Crested Butte Under Contract

In our area, condos make a majority of sales. With the recent lending climate, condos financing has posed its fair share of problems. The two main problems are high costs and strict lending standards. Not only does the current buyer have to qualify, but so does the association. These problems not only apply to current sales, but to existing homeowners who want to refinance for a lower down payment as well. 

“Condos are like the canary in the coal mine, a leading indicator of the health of the real-estate market,” says John McClellan, a branch manager with Supreme Lending in Austin, Texas. “Recently, lenders’ biggest losses came from condos, so they are viewed as risky.”

Condo buyers would eliminate a lot of headaches by checking to see if a building is approved for FHA loans. If not, then they can ask the lender to see if the building meets Fannie Mae and Freddie Mac guidelines. The association will fill out questionnaires providing information on HOA fee delinquencies, insurance and other factors that affect eligibility for loans. 

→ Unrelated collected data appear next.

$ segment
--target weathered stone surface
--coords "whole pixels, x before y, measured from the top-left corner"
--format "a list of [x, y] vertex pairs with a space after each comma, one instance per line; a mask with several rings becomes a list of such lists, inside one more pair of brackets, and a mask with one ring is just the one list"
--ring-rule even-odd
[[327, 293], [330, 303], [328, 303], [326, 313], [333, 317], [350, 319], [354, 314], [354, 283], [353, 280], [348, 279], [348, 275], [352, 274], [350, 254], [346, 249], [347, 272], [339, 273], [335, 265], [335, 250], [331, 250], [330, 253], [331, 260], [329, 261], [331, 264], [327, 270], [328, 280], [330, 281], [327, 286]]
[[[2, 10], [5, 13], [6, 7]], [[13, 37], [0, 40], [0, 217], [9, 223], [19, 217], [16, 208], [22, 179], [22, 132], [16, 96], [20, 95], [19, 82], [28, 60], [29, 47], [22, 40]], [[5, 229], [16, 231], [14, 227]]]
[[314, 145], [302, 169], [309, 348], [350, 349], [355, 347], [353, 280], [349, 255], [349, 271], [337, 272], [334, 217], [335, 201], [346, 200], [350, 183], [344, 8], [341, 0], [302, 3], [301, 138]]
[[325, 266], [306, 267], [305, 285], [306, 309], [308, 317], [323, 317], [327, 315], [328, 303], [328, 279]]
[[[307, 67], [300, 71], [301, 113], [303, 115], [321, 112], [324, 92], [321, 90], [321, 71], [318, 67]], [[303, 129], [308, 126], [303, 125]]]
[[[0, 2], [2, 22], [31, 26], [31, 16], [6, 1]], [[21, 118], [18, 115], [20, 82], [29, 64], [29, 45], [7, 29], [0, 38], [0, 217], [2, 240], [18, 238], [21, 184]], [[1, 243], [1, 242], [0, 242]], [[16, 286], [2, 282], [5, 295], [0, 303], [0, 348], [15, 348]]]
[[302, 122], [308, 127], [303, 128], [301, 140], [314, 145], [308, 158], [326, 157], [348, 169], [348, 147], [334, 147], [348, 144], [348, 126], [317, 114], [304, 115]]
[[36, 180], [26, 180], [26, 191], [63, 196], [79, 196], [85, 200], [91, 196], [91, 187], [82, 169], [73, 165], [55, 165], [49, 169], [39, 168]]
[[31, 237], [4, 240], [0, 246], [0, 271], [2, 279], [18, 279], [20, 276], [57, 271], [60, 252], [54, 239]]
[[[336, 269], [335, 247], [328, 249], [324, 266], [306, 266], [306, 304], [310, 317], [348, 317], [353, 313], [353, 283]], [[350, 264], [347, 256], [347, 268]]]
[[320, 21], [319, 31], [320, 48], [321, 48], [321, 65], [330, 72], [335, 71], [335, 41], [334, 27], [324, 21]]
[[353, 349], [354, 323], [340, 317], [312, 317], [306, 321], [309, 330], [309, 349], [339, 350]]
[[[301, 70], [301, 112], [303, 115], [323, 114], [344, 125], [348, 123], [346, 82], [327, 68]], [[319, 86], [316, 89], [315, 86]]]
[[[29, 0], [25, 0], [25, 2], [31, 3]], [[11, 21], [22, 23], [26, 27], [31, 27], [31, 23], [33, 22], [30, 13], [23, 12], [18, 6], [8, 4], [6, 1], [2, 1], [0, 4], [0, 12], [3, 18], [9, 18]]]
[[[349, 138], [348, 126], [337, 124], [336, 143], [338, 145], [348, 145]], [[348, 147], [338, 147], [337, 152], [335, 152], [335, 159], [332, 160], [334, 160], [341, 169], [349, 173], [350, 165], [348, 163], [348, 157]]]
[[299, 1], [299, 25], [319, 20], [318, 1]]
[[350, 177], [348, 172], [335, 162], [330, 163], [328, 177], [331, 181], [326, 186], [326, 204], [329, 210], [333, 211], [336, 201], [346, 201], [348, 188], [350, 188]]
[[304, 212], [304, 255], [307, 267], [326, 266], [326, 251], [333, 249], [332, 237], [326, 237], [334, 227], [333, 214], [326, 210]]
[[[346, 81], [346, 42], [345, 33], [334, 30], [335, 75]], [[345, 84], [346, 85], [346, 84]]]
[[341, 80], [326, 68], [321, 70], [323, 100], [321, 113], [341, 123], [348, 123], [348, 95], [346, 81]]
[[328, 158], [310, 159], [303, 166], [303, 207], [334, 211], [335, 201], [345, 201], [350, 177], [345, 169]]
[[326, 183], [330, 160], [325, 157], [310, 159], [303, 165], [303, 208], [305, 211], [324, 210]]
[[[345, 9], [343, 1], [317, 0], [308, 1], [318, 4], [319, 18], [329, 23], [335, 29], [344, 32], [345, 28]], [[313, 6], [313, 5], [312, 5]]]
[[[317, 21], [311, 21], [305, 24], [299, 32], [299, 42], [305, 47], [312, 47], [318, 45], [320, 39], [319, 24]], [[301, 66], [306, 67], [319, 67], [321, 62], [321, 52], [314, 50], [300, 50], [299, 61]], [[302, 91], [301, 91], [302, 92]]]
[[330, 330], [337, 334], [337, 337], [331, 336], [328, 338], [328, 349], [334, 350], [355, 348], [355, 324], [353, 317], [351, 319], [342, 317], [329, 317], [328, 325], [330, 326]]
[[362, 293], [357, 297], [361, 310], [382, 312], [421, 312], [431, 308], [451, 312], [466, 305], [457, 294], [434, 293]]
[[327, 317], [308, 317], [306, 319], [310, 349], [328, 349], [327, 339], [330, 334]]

Here are a few of Fannie Mae’s guidelines:

  • More than half of the condo units must be owner-occupied.
  • No owner may own more than 10% of the units.
  • No more than 15% of owners can be delinquent on condo dues.
  • All amenities must be completed if the development is more than 12 months old.
  • Buyers who make a down payment of less than 25% will pay an additional 0.75% of the loan amount at closing or an interest rate that is about 0.25% higher.

Buying a condo without meeting these guidelines are impossible, but it does bring up some challenges. Being prepared ahead of time helps eliminate of majority of these lending headaches.